First, all the left atrial appendage (LAA) occluder in our series was implanted with echocardiographic guidance by use of 3-dimensional transesophageal echocardiography (TEE). The relatively short implantation time of 40 min is not relevantly different to other experienced centers and does not imply the lack of TEE use. In all our cases we aimed for complete coverage of the LAA, which was not possible in a subset of patients with difficult LAA anatomy or prominent left upper pulmonary vein ridge. Therefore, in our opinion, it is inappropriate to interpret that inadequate periprocedural imaging was the predominant factor causing the reported high DRT rate.
Second, we agree with the authors that in general the published rates of DRT with the Amulet devices are lower than in our study and we discussed possible reasons for this obvious discrepancy intensively in our paper. In brief, most reported findings are based on transthoracic echocardiography performed in small patient cohorts and transthoracic echocardiography is not the gold standard for thrombus detection in the left atrium. Additionally, most data on the Amulet device have been collected from retrospective registries implying a relevant selection bias, and prospective studies with this system are scarce. Although we acknowledge that statistical fluctuation may have played a role in the relatively high incidence, our results from this prospective study with systematic TEE examinations are in concordance with an earlier study published by Plicht et al. (3).
Third, even if Dr. Bartoletti and colleagues had a similar clinical risk profile (CHA2DS2VASc [Congestive heart failure, Hypertension, Age ≥75 years, Diabetes mellitus, Prior stroke or transient ischemic attack or thromboembolism, Vascular disease, Age 65 to 74 years, Sex]), altered LA hemodynamics seem of equipotent importance in this setting. This issue was reflected by the high incidence of previous LAA thrombi in the subcohort of patients with DRT. Therefore, we would like to encourage Bartoletti and colleagues to quantify the severity of spontaneous LA echo contrast, LAA peak emptying velocities, and left ventricular ejection fraction in this context. These are established risk factors for the development of LA thrombi and according to our reported experience and patients with impaired LA hemodynamics may therefore be prone to thrombus formation with the insertion of extraneous materials such as an occluder device.
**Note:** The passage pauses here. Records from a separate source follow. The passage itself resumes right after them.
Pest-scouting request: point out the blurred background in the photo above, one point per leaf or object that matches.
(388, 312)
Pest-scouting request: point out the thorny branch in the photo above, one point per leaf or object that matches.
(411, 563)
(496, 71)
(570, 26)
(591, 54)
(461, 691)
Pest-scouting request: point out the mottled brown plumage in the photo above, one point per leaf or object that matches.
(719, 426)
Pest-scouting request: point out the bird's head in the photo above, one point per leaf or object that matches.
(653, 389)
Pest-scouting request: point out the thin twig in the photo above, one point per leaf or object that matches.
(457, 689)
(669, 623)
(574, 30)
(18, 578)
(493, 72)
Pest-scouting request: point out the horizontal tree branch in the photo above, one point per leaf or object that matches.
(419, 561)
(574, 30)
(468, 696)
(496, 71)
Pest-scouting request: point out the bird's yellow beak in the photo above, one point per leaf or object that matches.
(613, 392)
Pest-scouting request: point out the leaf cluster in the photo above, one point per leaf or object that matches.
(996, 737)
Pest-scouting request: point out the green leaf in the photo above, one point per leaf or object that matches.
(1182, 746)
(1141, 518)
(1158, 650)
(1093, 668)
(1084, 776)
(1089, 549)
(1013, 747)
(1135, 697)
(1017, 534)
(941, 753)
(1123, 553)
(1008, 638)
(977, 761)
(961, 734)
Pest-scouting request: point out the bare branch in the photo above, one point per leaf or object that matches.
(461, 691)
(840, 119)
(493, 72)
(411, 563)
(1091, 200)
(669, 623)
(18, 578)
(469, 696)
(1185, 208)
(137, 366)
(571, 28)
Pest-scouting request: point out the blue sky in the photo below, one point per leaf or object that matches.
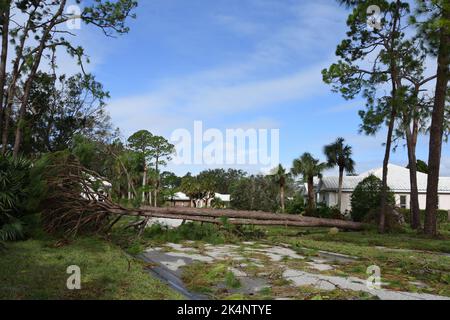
(235, 64)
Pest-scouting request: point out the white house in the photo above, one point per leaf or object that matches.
(182, 200)
(398, 182)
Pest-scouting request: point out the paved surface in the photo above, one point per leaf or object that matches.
(169, 261)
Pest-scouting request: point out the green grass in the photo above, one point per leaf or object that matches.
(407, 257)
(36, 269)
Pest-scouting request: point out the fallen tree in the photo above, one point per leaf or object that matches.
(73, 202)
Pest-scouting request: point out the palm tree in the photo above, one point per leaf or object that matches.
(308, 167)
(279, 174)
(339, 154)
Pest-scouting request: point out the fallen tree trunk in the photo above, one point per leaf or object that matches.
(74, 203)
(257, 217)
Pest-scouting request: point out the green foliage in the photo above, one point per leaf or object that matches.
(308, 167)
(296, 205)
(367, 197)
(323, 211)
(188, 231)
(442, 215)
(422, 166)
(36, 270)
(339, 154)
(255, 193)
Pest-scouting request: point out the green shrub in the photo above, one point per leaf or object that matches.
(366, 198)
(442, 215)
(295, 205)
(323, 211)
(14, 194)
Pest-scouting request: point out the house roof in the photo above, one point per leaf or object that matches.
(398, 180)
(223, 197)
(180, 196)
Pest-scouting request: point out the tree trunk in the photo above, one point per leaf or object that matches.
(384, 188)
(144, 182)
(341, 182)
(411, 140)
(33, 71)
(436, 130)
(4, 59)
(396, 83)
(156, 182)
(311, 194)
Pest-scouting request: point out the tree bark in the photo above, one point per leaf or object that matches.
(411, 141)
(341, 182)
(311, 194)
(33, 71)
(144, 182)
(396, 83)
(436, 130)
(157, 182)
(4, 59)
(242, 217)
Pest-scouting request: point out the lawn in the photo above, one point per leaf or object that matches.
(36, 269)
(405, 258)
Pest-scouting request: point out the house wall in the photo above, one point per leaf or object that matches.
(330, 199)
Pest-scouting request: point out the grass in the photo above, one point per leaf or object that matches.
(36, 270)
(406, 257)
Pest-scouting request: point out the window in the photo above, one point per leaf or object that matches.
(403, 202)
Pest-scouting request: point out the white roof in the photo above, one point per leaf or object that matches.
(223, 197)
(180, 196)
(398, 180)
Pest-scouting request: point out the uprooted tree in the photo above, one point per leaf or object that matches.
(74, 201)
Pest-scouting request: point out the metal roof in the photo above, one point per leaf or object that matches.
(398, 180)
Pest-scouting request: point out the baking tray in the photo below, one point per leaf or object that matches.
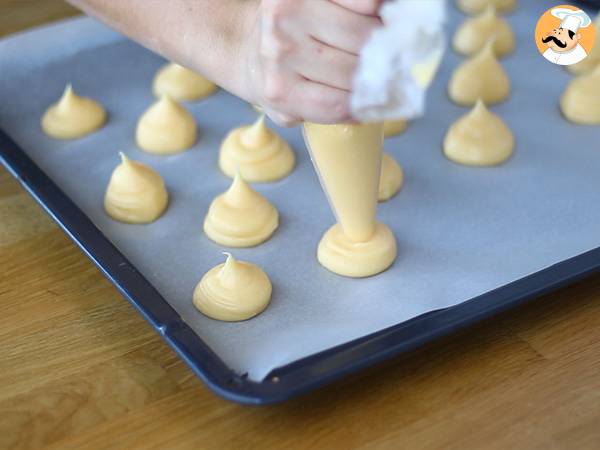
(565, 249)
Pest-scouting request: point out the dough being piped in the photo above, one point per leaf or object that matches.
(166, 128)
(472, 36)
(394, 127)
(73, 116)
(477, 6)
(348, 160)
(479, 138)
(136, 193)
(240, 217)
(181, 84)
(593, 59)
(258, 152)
(580, 102)
(480, 77)
(391, 178)
(233, 291)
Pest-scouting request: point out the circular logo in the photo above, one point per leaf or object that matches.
(565, 35)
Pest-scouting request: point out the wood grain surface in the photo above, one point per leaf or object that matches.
(79, 368)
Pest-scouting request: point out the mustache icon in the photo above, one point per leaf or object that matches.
(556, 41)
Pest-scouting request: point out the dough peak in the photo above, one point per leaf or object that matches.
(233, 291)
(166, 128)
(475, 32)
(257, 152)
(181, 84)
(479, 138)
(136, 193)
(240, 217)
(480, 77)
(580, 103)
(73, 116)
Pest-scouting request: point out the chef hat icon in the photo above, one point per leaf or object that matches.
(572, 19)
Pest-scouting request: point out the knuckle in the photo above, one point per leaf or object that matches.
(275, 87)
(275, 48)
(276, 11)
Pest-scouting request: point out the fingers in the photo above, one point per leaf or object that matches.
(316, 102)
(295, 98)
(282, 119)
(339, 27)
(368, 7)
(326, 65)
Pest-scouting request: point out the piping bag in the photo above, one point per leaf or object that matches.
(396, 67)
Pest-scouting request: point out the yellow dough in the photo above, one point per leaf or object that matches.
(479, 138)
(258, 152)
(233, 291)
(477, 6)
(480, 77)
(394, 127)
(580, 103)
(593, 59)
(475, 32)
(391, 179)
(73, 116)
(166, 128)
(136, 193)
(240, 217)
(181, 84)
(348, 160)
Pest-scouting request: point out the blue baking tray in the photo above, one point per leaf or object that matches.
(305, 374)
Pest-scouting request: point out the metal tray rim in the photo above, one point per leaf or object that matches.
(300, 376)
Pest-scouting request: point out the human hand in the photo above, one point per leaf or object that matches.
(299, 57)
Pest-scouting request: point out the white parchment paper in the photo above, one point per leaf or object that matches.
(461, 231)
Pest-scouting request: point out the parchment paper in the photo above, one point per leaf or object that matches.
(461, 231)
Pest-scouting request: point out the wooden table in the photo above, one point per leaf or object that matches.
(79, 368)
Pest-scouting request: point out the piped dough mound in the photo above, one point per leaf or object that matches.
(73, 116)
(477, 6)
(257, 152)
(233, 291)
(391, 179)
(166, 128)
(580, 103)
(394, 127)
(480, 77)
(136, 193)
(349, 258)
(181, 84)
(472, 36)
(479, 138)
(593, 59)
(240, 217)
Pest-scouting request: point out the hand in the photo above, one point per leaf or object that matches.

Finally, we felt the necessity to report our results—despite from a small patient cohort—because we found a surprising high incidence of DRT even with the recommended dual antiplatelet therapy. This finding is of relevant importance for daily clinical practice because the optimal anticoagulant or antiplatelet regimen after LAA closure in general, but especially with the Amulet device, remains to be defined and evidence from prospective studies is lacking. As a note of caution, we would like to emphasize that vitamin K antagonist treatment is mandatory after insertion of the Watchman device (Boston Scientific, Marlborough, Massachusetts), which up to now remains the only system that has been tested in a prospective randomized study (4). Furthermore, available evidence has shown impressively that antiplatelet therapy ineffectively protects from cardioembolic stroke in atrial fibrillation patients (5). Therefore, our results underline the unmet need for a prospective study evaluating the optimal anticoagulant regimen after LAA occlusion with different devices. As a consequence of our findings, we encourage all colleagues to perform close TEE follow-up in patients at high thromboembolic risk undergoing LAA occlusion with the Amulet device followed by antiplatelet therapy, especially when optimal occlusion of the LAA at the level of the ostium could not be achieved.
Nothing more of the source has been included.